The acceleration of a particle on a horizontal xy plane

[kara]

The acceleration of a particle on a horizontal xy plane is given by a=3ti + 4tj, where a is in meters per second-squared and t is in sec. At t=0, the particle has the position vector r=(20.0m)i + (40.0m)j and the velocity vector
v=(5.00m/s)i +(2.00m/s)j.
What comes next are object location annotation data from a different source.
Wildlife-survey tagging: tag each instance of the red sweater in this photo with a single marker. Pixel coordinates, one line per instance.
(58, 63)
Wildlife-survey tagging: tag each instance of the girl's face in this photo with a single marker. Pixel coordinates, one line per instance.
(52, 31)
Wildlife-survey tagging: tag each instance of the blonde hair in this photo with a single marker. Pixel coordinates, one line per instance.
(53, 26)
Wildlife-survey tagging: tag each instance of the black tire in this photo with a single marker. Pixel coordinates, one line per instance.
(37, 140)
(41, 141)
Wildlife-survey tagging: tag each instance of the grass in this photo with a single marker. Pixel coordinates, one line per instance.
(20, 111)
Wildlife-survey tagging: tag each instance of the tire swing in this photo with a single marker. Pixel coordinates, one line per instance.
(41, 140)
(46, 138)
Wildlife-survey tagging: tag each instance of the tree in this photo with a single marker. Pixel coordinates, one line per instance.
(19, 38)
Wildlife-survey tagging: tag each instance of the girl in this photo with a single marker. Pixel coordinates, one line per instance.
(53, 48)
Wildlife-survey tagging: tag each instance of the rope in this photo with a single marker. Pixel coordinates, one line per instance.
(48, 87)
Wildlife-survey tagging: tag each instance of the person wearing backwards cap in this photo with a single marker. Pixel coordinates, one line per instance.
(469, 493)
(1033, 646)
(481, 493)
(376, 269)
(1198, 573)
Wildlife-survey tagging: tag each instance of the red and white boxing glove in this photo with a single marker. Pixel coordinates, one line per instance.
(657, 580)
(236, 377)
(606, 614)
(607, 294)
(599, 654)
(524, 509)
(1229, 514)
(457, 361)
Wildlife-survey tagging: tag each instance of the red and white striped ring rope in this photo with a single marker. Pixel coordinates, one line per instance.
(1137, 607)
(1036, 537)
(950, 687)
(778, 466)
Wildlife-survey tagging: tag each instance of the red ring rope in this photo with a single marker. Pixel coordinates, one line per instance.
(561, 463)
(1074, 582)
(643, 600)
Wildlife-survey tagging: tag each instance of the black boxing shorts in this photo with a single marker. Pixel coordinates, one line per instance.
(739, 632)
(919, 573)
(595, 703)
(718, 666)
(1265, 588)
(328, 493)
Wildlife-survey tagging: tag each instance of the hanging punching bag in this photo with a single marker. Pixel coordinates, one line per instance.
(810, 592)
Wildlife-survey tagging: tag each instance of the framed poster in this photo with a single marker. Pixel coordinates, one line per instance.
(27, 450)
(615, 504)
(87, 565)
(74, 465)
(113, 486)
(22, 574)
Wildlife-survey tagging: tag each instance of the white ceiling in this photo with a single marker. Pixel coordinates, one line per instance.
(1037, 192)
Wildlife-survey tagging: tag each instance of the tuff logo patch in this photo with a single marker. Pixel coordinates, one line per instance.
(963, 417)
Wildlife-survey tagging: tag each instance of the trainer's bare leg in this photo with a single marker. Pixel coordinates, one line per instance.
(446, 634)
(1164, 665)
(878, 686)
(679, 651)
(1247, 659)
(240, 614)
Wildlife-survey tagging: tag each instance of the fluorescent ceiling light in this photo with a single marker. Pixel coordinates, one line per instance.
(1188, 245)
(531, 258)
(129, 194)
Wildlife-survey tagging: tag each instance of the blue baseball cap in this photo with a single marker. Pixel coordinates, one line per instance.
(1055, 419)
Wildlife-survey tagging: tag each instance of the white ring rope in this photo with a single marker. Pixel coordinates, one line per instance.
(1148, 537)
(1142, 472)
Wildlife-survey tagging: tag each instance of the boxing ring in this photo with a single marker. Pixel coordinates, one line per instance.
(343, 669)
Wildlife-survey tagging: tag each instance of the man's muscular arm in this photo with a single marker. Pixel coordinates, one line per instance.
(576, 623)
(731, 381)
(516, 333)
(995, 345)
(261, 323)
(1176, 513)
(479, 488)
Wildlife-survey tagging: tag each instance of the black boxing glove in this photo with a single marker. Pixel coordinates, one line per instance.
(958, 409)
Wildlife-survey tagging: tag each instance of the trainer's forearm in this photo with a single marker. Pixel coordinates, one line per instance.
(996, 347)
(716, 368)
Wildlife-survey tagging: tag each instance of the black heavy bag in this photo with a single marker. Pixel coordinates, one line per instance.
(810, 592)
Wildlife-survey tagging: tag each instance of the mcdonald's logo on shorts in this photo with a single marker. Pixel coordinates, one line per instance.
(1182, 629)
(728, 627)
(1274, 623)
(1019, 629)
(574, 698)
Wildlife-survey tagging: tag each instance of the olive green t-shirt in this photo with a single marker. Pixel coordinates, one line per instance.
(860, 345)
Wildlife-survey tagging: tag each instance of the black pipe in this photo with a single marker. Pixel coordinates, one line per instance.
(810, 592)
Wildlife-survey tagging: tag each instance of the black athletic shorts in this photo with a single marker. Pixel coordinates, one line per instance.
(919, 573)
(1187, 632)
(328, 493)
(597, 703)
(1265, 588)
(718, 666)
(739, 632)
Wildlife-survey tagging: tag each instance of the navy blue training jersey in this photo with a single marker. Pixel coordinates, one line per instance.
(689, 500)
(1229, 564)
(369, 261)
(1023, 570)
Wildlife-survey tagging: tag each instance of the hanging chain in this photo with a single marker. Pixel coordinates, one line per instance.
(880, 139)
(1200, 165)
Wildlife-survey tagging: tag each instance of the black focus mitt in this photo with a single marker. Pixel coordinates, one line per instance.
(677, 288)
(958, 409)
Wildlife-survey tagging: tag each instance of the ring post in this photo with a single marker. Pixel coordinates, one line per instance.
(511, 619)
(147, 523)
At t=4.00 s, what are its position vector in unit-vector notation and the angle between its direction of travel and the positive direction of the x axis?


I have no idea what to do at all https://www.physicsforums.com/images/smilies/surprised.gif

 

[neutrino]

Find the general equations for position and velocity by integration and use the initial conditions.

"the angle between its direction of travel and the positive direction of the x axis"

For that you can apply the dot product.

 

[kara]

so would i integrate a to find position and then velocity?

 

[neutrino]

You integrate acceleration to find velovity, and then integrate velocity (after plugging in the initial condition) to find position.

 

[kara]

alright so i got:

dx = 1.5t^2 + vcos0t + 20
dy = 2t^2 + vsin0t + 40

where the 0 is theta

 

[neutrino]

alright so i got:

dx = 1.5t^2 + vcos0t + 20
dy = 2t^2 + vsin0t + 40

where the 0 is theta

Bringing in new variables (such as theta) without any need will just make the answer more complicated.

Here's an example on how to go about the problem:

\frac{dv_x}{dt} = 3t

v_x = \frac{3}{2}t^2 + C (C is the constant of integration)

Now put in the initial condition, the value for v_x when t = 0 and find the value for C. Similaraly find v_y. The process is the same for finding position.

 

[radou]

You can be a bit more formal and use \vec{v}(t) = \int \vec{a}(t)dt + \vec{v}_{0}, i.e. \vec{r}(t) = \int \vec{v}(t)dt + \vec{r}_{0}, but basically that's the same thing Neutrino wrote.